The Desert Inn always held a soft place in my father's heart, too. As Wilbur Clark's original partner in 1947 in a $90,000 dream that my dad described as being just a couple of million dollars short of reality, he helped open the hotel on April 24, 1950, as the director of publicity and partner. That job would last just three weeks because the siren call of the newspaper profession lured him to a more exciting life's work. There was hardly an anniversary of the Desert Inn, though, that passed without some mention in "Where I Stand," and it usually centered on the man who started it all, Wilbur Clark.

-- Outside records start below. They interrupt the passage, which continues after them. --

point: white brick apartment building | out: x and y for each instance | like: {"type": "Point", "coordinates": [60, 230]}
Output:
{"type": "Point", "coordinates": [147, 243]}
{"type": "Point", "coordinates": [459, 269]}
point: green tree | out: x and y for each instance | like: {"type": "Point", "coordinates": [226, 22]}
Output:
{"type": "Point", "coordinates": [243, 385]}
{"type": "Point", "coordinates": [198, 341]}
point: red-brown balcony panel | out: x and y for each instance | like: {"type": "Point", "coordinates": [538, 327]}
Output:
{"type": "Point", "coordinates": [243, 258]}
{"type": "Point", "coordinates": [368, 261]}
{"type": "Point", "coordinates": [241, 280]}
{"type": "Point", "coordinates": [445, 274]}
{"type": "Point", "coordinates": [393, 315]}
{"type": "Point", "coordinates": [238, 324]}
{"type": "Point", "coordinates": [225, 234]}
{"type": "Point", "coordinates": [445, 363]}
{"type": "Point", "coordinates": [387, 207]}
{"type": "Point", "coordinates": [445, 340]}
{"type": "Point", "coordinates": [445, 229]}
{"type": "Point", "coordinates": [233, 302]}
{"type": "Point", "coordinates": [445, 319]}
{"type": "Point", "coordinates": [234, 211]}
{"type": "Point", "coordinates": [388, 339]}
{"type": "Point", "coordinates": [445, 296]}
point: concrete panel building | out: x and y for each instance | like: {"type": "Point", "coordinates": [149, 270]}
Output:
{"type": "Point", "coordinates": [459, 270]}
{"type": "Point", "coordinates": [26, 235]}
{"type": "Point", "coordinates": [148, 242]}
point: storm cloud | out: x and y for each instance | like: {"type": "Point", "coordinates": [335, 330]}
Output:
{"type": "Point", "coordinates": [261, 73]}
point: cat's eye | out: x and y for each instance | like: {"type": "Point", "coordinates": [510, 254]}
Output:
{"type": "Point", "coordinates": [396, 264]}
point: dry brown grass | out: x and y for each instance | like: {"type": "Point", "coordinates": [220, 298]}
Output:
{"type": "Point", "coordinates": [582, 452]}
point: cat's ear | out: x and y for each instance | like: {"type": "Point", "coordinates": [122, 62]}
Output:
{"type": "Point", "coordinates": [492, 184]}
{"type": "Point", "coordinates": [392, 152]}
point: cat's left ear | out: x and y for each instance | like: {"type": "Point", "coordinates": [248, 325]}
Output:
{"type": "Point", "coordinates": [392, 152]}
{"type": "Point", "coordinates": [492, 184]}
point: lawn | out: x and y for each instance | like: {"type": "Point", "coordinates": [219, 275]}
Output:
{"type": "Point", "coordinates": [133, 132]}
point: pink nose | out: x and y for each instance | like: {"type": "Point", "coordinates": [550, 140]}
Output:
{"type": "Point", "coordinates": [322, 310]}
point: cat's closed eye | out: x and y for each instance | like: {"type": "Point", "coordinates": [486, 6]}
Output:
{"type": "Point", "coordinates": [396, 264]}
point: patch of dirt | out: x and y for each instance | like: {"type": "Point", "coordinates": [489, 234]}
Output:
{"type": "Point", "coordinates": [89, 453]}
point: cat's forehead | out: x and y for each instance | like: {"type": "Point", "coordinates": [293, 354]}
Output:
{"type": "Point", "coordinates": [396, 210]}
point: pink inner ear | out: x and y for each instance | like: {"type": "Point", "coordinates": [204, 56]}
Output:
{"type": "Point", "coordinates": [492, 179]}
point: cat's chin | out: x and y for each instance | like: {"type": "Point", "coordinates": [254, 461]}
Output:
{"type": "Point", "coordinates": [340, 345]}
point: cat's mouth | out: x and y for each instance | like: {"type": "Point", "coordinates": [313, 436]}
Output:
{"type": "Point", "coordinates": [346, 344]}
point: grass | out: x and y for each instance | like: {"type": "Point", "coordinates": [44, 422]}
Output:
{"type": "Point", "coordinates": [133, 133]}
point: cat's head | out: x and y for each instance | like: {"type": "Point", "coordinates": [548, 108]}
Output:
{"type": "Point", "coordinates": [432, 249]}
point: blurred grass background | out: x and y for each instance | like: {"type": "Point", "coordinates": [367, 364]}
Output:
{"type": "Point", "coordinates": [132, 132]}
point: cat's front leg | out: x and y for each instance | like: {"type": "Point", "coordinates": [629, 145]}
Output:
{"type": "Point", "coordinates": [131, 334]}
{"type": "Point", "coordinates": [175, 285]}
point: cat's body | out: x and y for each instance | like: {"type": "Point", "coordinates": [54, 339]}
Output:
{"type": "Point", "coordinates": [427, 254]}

As Hank once wrote, "Las Vegas and the Desert Inn became more than a town and a hotel. It was the beginning of the host image and it was all wrapped up around this good, kind, warm personality, to whom publicity just gravitated and who could go anywhere in the world exciting countless reams of newspaper and television exposure. Wilbur was the shy, subtle type with unprofessional air who could walk into the Savoy Plaza in London and get as much attention as the Prince of Wales ... Wherever he traveled, he spread warmth and hospitality and this became the hallmark of the Desert Inn."
This past Monday night the showroom at the Desert Inn was packed by celebrants, most of whom had something to do with the growth of the DI but almost all of whom knew of its beginnings only through hearsay and history books. There were four people, though, by my count who were there when it all started and who must have felt the deep, deep pangs of nostalgia, as well as a good bit of "where did the time go," when the audience sang "Happy Birthday" -- for the 50th time in the hotel's career. Bernie Rothkopf, who helped open the hotel in 1950 and who has opened many more in his long career, was there. So, too, was Hugh Taylor, the original architect of Wilbur's dream.
The other two people are as close to me as my own family. In fact, one of them is and the other has always been. With Hank Greenspun on opening night was his partner and my mother, Barbara. She was at the Desert Inn 50 years later looking every bit as beautiful as she must have looked a half century ago. I learned at a very early age about the woman for whom my sister Jane Toni was named. She was the best and most elegant friend my parents had in those early days and she is Toni Clark, a family friend who has endured in all of her elegance and charm, even more so than the hotel that lives the dream she and her Wilbur had so many years ago.
When I think about tradition, which ones should stay and which should go, the Desert Inn is one of those that must endure, for in its rich and long history is the stuff from which Las Vegas was made. A tradition of service, of style, of warmth and of friendliness. It is a bit of an anachronism in these days of multithousand room "cities" of tourists with its few hundred elegant rooms and its smallish casino. But it has managed to hang around when all others had written it off years ago.
The question remains whether there will be a Desert Inn during the next 50 years of Las Vegas' incredible growth. The rumors have been flying for weeks that there is a man who has the talent and ambition to continue in the best tradition of the Desert Inn. I suspect and hope that any day now a sale to Steve Wynn will be announced, and with it will go the great burden of continuing the dream that Wilbur built 50 years ago while adding to it the brilliance for which Steve has become known as Las Vegas' most talented impresario.
If that comes to pass, Steve will have a tradition, started by Wilbur Clark, upon which he can build a magnificent future. It is the tradition that has made Las Vegas famous.